A decrease in contract renewals or renewals at lower rates or shorter terms could cause our revenue to
decline or be more volatile, which could adversely impact our business.
A significant portion of the revenue we earn from transportation and storage services is received pursuant to
multi-year contracts negotiated with our customers. Many of those contracts require our customers to pay for our
services regardless of market conditions during the contract period. Changing market conditions, including changes
in petroleum product supply or demand patterns, competitive factors, forward-price structure, financial market
conditions, regulations, accounting rules or other factors could cause our customers to be unwilling to renew their
contracts with us when those contracts terminate, or make them willing to renew only at lower rates or for shorter
contract periods.

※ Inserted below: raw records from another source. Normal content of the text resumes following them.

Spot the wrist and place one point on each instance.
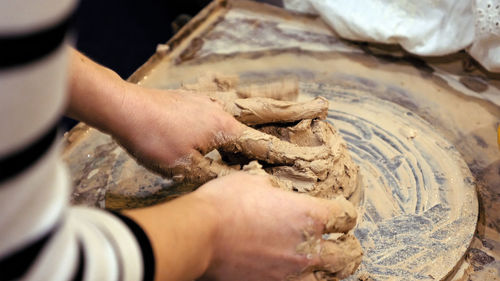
(182, 234)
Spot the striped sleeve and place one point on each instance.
(41, 236)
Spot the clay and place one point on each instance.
(301, 152)
(340, 256)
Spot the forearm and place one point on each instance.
(182, 237)
(96, 93)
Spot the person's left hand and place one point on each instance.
(162, 127)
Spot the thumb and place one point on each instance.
(335, 215)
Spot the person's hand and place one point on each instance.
(240, 227)
(260, 229)
(160, 127)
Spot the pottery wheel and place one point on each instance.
(420, 206)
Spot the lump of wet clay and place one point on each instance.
(297, 147)
(292, 140)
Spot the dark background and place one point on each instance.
(123, 34)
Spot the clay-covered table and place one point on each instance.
(260, 43)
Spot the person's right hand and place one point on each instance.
(240, 227)
(260, 228)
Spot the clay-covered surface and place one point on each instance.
(420, 206)
(453, 95)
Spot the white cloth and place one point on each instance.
(39, 232)
(424, 27)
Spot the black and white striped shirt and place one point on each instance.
(41, 237)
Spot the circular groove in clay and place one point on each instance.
(420, 206)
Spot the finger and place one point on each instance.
(196, 169)
(334, 258)
(254, 111)
(334, 215)
(257, 145)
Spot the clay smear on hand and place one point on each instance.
(297, 148)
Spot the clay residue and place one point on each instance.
(290, 139)
(340, 255)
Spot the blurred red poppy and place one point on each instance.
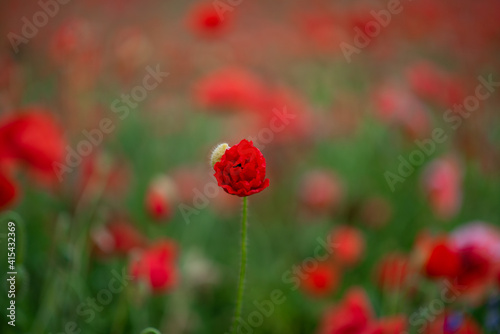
(156, 266)
(392, 272)
(321, 281)
(442, 182)
(8, 191)
(33, 137)
(353, 315)
(242, 170)
(390, 325)
(452, 323)
(443, 260)
(159, 198)
(205, 20)
(230, 88)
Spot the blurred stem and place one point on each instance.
(241, 284)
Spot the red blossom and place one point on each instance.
(242, 170)
(443, 260)
(8, 191)
(156, 266)
(33, 137)
(322, 280)
(449, 323)
(205, 20)
(392, 271)
(230, 89)
(442, 183)
(353, 315)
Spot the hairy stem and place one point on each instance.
(243, 268)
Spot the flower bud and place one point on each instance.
(217, 153)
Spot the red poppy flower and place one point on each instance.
(321, 281)
(353, 315)
(230, 89)
(33, 137)
(442, 180)
(391, 325)
(452, 323)
(392, 271)
(159, 198)
(241, 170)
(476, 267)
(8, 191)
(156, 266)
(204, 19)
(443, 260)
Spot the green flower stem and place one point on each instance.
(243, 268)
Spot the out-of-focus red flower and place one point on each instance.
(242, 170)
(392, 272)
(476, 267)
(33, 137)
(230, 89)
(390, 325)
(320, 191)
(157, 266)
(205, 20)
(8, 191)
(442, 183)
(119, 237)
(321, 281)
(443, 260)
(353, 315)
(348, 245)
(452, 323)
(159, 198)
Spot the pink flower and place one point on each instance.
(442, 182)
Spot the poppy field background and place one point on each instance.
(379, 124)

Failure by our customers to renew any of their contracts with us on terms and at rates substantially
similar to our existing contracts could result in lower utilization of our assets or cause our revenues to decline or be
more volatile, any of which could adversely affect our business.
Commodity pricing volatility
We hedge our exposure to price fluctuations for our petroleum products purchase and sale activities by
utilizing physical purchase and sale agreements and derivatives. These hedging arrangements do not eliminate all
price risks, and fluctuations in prices of petroleum products that we purchase and sell could adversely affect our
business. Further, non-compliance with our risk management policies and procedures could adversely affect our
business.
We purchase and sell commodities related to our blending, fractionation and petroleum products marketing
activities, as well as product generated by the operations of our pipelines and terminals. We also maintain product
inventories related to these activities. The hedging arrangements we enter into to hedge our exposure to commodity
price changes may be for the purchase or sale of product in markets or on time frames different from those in which
we are attempting to hedge, resulting in hedges that do not eliminate all price risks. Significant fluctuations in
market prices of petroleum products could result in material unrealized gains or losses on our hedge transactions. To
the extent these hedges do not qualify for hedge accounting treatment or are not designated as hedges, or if they
result in material amounts of ineffectiveness, we could experience adverse fluctuations in our results of operations.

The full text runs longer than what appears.